I know we live in a post-truth age, but it's slightly surprising to see reportage by one of the world's most highly respected broadcasters described in such a manner, as though Attenborough were Leni Riefenstahl. Perhaps I shouldn't be surprised by this linen from a woman whose husband, Michael Gove, routinely vets Freedom of Information requests, only granting them to newspapers he deems friendly, and once refused to answer questions from a C4 news reporter by saying that he was pursuing "a left-wing agenda". But having got used to this sort of truth-twisting from HMG, it's still a bit of a shock to see it applied to someone as unimpeachable as Sir David.

The replies, as is so often the case, were eyebrow-raising and instructive. Some called for a "balanced argument" as if the debate were still a live thing. One complained of "being lectured at for being alive." All told, there was a palpable sense of grievance that the BBC were screening something showing the world as it is, not as the respondents would wish it to be.

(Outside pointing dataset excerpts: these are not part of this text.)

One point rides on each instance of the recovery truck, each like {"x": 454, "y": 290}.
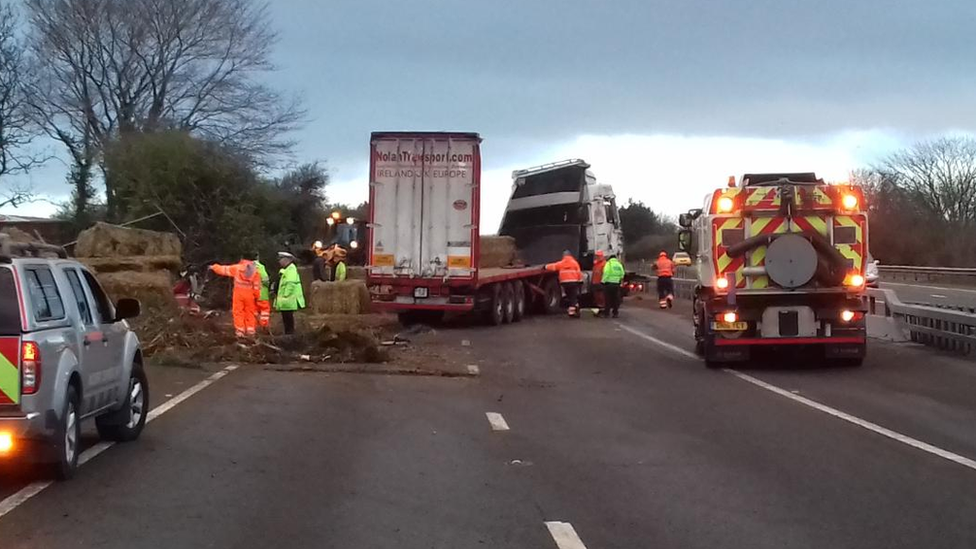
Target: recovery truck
{"x": 780, "y": 261}
{"x": 424, "y": 229}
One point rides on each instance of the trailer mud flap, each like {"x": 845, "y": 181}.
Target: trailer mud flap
{"x": 847, "y": 350}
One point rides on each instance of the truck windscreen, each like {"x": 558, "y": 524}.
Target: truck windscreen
{"x": 9, "y": 304}
{"x": 564, "y": 180}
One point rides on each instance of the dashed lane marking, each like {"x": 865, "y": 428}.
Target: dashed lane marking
{"x": 873, "y": 427}
{"x": 497, "y": 422}
{"x": 564, "y": 535}
{"x": 665, "y": 344}
{"x": 863, "y": 423}
{"x": 18, "y": 498}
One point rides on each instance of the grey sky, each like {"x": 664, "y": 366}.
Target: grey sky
{"x": 531, "y": 76}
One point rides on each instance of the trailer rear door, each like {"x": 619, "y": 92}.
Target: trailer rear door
{"x": 424, "y": 205}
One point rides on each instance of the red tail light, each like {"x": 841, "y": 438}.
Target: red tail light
{"x": 30, "y": 368}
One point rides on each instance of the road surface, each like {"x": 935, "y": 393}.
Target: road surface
{"x": 576, "y": 433}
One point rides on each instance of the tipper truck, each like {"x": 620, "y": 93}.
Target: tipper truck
{"x": 780, "y": 261}
{"x": 424, "y": 238}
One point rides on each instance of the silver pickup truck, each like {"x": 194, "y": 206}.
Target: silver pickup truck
{"x": 66, "y": 354}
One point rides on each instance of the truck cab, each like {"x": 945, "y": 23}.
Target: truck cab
{"x": 561, "y": 206}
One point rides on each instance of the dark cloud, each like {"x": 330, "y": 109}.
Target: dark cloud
{"x": 527, "y": 73}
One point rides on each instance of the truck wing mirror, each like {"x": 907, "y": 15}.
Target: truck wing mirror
{"x": 684, "y": 240}
{"x": 686, "y": 219}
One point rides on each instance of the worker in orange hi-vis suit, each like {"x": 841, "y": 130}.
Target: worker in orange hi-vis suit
{"x": 247, "y": 291}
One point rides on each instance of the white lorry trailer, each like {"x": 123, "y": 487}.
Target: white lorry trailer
{"x": 424, "y": 229}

This ostrich tendency is, I think, one of the things most hampering the movement towards a zero emission world. This bunch of snowflakes had a fit of pearl-clutching at the mildest suggestion that they might need to alter their lifestyle a little, and their first instinct was to lash out. At David. Attenborough. Copper-bottomed, Navy-Strength, certified national treasure Sir David Attenborough. 

Because there aren't any easy ways out of this mess, no matter how much dishonest politicians like to pretend that there is. It will involve a change of lifestyle. Less driving, less red meat, less flying, less new stuff. Reduce, reuse, recycle. But the second that gets brought up the entitled whining babies that make up a significant proportion of our population throw their (plastic) toys right out of the pram. 

More curiously, Vine, who despite all appearances to the contrary, isn't stupid, must have known what the programme was about. Watching it and then complaining about it is a bit like watching It's a Sin and then saying "I don't mind the gays, but why do they have to flaunt it?" It smacks of spoiling for a fight, and at a time when the BBC is being assailed on all sides by the cultural barbarians who make up the majority of the right-wing press, Vine's jibes are on-brand, opening up yet another front in the forever war between public service and those who seek to monetise everything. Why shouldn't the programme just be a parade of lovely elephants? It's only lefties who think that they're going to die out. Maybe you could put some of them in hats, that'd be nice. That's what they'd do on Disney plus, and at a reasonable price, too.